Statistical Analysis Options (1 Contributor)—Displays selected genotype frequency calculation options available for use in Random Match Probability (RMP) statistical analysis of 1-contributor samples. These options may also reflect excluded markers such as the Amelogenin (AMEL) marker which are not used in statistical analyses (RMP, CPI/CPE, LR). Certain marker-specific genotype frequency calculation options may also be made available, based on allele number, for example: One allele: May use Alleles (Default), Use 2p, Inconclusive Two alleles: May use Alleles (Default), Inconclusive Three alleles: May use Min Genotype Freq (Default), Inconclusive Where: Use Alleles=Calculate the genotype frequency from the allele frequencies (use heterozygous equation [2pq] or homozygous equation [p2+p(1−p) Θ]) Use 2p=Calculate the genotype frequency from the allele frequency assuming possible allelic drop-out (use conservative frequency equation [2p]) Inconclusive=Does not calculate a genotype frequency for the marker (may consider marker as uninformative) Min Genotype Freq=Calculate the genotype frequency from the minimum genotype frequency for a tri-allelic marker (use 3/n, where n=number of samples for each marker in the ethnic population as specified in the selected population database)
Theta—A correction factor applied to the homozygous genotype frequency calculation that compensates for possible population substructure that may lead to an underestimate of the genotype frequency for the marker.
Input data utilized during mixture analysis may comprise project data obtained from another software module or application with the data input comprising partially analyzed, annotated, and/or edited genotype sample data, where multiple samples may be flagged for analysis. In various embodiments, the data flow takes into account both workflow and algorithmic needs. Data may be derived from an initial data input phase (for example retrieved from another module of the GeneMapper® ID-X software application) and passed through a set of processes to finally arrive at one or more statistical representations of the genotype profile extracted from the mixture.
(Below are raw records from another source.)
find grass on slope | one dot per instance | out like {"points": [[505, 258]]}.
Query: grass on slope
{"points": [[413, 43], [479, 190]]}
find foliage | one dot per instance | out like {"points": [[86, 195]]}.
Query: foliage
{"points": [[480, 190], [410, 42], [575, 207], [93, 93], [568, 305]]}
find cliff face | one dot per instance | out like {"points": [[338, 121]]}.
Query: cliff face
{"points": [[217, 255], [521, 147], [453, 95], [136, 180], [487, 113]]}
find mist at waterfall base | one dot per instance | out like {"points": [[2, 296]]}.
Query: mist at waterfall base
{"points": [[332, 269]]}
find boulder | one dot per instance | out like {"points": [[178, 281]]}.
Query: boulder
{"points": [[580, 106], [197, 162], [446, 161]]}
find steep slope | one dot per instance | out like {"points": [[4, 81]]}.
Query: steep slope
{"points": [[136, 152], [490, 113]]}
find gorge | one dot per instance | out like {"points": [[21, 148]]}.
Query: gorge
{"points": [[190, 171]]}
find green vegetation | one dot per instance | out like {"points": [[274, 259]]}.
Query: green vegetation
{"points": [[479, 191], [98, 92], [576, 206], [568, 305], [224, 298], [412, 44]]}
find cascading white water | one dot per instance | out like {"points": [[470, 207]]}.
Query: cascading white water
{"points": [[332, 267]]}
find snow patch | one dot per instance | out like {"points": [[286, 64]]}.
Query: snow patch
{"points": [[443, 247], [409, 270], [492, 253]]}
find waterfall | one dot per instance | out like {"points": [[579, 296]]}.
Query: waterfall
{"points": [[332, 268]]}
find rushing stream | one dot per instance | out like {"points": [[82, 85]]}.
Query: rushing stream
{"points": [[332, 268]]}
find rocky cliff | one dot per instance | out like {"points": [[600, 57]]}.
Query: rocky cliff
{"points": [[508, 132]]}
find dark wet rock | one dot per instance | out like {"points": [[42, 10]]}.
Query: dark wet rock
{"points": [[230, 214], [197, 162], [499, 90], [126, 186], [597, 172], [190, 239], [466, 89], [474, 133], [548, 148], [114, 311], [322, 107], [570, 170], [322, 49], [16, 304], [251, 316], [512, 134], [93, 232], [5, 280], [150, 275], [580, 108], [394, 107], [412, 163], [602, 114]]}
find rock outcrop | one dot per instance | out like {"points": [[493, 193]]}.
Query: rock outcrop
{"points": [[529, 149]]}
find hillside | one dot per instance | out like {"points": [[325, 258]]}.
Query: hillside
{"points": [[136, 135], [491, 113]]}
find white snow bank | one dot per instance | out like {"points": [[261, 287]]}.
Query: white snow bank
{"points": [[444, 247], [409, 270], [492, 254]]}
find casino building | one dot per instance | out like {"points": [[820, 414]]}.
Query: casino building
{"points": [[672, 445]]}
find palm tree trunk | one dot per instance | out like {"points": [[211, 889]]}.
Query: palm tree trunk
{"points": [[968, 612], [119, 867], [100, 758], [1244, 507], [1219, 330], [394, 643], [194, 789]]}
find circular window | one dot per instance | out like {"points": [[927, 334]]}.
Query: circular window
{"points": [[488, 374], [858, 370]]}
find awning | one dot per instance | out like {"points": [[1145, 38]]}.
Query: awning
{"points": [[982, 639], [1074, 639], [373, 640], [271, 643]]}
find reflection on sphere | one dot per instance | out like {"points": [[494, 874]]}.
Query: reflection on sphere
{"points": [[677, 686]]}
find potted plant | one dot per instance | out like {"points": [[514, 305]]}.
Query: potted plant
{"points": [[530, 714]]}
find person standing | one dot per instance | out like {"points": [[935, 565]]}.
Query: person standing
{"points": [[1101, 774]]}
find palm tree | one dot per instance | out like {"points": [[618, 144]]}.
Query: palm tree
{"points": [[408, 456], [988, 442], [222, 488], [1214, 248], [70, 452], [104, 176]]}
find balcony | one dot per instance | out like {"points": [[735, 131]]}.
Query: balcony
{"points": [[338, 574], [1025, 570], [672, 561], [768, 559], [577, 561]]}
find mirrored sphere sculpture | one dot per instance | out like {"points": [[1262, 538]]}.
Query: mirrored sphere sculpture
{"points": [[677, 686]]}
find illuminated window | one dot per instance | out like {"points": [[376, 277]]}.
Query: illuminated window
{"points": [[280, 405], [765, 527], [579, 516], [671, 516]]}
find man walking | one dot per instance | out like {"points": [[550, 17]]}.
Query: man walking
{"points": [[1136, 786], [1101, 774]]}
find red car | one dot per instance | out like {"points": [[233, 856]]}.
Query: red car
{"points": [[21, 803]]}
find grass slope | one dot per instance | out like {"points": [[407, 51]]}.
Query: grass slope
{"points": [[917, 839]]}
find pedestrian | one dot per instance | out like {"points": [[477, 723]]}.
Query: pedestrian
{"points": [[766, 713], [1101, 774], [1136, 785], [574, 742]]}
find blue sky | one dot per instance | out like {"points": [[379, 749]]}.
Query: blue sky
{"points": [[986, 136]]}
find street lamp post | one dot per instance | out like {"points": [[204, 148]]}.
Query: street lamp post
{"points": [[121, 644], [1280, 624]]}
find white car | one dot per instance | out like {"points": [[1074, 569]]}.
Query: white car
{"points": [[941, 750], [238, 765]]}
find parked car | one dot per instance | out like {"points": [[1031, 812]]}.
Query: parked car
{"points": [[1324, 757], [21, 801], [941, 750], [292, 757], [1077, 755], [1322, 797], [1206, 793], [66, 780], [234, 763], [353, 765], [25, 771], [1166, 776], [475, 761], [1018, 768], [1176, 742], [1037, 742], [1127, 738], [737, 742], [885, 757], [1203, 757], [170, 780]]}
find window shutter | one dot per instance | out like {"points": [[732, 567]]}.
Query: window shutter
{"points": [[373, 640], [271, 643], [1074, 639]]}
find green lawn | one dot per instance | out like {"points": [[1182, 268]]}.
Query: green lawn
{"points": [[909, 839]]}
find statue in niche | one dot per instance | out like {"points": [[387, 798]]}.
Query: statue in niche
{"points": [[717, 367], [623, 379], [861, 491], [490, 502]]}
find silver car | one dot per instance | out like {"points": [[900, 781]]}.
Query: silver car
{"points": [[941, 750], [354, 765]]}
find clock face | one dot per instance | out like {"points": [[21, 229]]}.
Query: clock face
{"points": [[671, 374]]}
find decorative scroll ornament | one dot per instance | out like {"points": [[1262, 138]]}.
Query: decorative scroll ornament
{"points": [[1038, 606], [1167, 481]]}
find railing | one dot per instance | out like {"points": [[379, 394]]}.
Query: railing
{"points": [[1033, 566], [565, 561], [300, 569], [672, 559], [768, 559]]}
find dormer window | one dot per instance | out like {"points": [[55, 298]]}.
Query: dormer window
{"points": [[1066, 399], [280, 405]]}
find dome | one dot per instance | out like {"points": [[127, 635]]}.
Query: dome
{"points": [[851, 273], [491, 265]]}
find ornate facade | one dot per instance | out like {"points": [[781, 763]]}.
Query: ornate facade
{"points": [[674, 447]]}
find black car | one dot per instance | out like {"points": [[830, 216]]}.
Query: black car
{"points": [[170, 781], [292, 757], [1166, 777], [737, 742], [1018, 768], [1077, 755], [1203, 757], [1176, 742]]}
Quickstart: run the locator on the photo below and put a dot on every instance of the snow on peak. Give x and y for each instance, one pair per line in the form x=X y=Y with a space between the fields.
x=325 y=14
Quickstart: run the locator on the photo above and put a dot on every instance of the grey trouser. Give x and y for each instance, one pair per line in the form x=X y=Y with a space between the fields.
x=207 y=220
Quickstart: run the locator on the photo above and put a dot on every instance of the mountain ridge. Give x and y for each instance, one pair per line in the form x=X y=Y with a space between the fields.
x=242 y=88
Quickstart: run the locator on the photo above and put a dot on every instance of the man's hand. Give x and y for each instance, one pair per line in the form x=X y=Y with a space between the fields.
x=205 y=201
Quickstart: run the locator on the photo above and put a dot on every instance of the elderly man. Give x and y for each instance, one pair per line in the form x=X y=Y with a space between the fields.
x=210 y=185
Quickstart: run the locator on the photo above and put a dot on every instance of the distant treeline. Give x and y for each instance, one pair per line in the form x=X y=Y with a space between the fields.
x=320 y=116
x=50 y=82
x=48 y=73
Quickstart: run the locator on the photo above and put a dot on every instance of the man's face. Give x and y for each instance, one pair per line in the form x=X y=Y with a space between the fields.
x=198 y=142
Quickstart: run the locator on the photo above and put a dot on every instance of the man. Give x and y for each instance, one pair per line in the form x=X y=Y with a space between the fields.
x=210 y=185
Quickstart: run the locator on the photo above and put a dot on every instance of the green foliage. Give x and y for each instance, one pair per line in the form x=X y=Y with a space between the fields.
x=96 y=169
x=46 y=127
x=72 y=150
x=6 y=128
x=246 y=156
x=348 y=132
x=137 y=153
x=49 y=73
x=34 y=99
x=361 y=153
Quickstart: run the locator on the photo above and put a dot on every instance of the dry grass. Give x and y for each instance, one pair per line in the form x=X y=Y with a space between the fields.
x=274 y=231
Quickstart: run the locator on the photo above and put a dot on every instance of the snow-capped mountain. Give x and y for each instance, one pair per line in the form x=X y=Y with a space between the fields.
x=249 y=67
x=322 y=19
In step 215, sample data which will be used in the mixture analysis is identified. In certain aspects, during this step 215 non-mixture data is identified. Such data may be segregated, removed, and/or flagged such that the software recognizes this data as not being part of the data set for which mixture analysis and contributor determination will be made. This non-mixture data may however be used later for purposes of quality assessment and other analyses. According to Step 215 pre-processing or conditioning operations related to the data filtered may include allelic ladder data or off ladder data. Off ladder data or peaks may comprise raw electropherogram data that does not map into specific allelic size positions from the electropherogram data using an allelic ladder and in various embodiments such data may be used to calibrate the instrument.
According to various embodiments of the present teachings, those off ladder peaks that do not fit a specific allele size may be flagged and not utilized in the mixture analysis. Samples containing such data may also be rejected due to complexities generally accepted as problematic for such an automated analysis. After samples with off ladder data are removed (if desired); a definition of the input data may be made. Such input data may comprise; a set of data collections or electropherogram results, one per marker (e.g. loci) from the DNA analysis, where each data collection may further comprise identifiers for allele positions and peak values derived from the electropherograms. In various embodiments, peak values may be obtained by measuring or calculating the maximum signal at the peak center (e.g. peak height) or measuring or calculating the peak intensity by way of computing the area under the peaks' electropherographic curve data. For additional details regarding data analysis relating to capillary electrophoresis and electropherogram peak information the reader is referred to the various references cited herein.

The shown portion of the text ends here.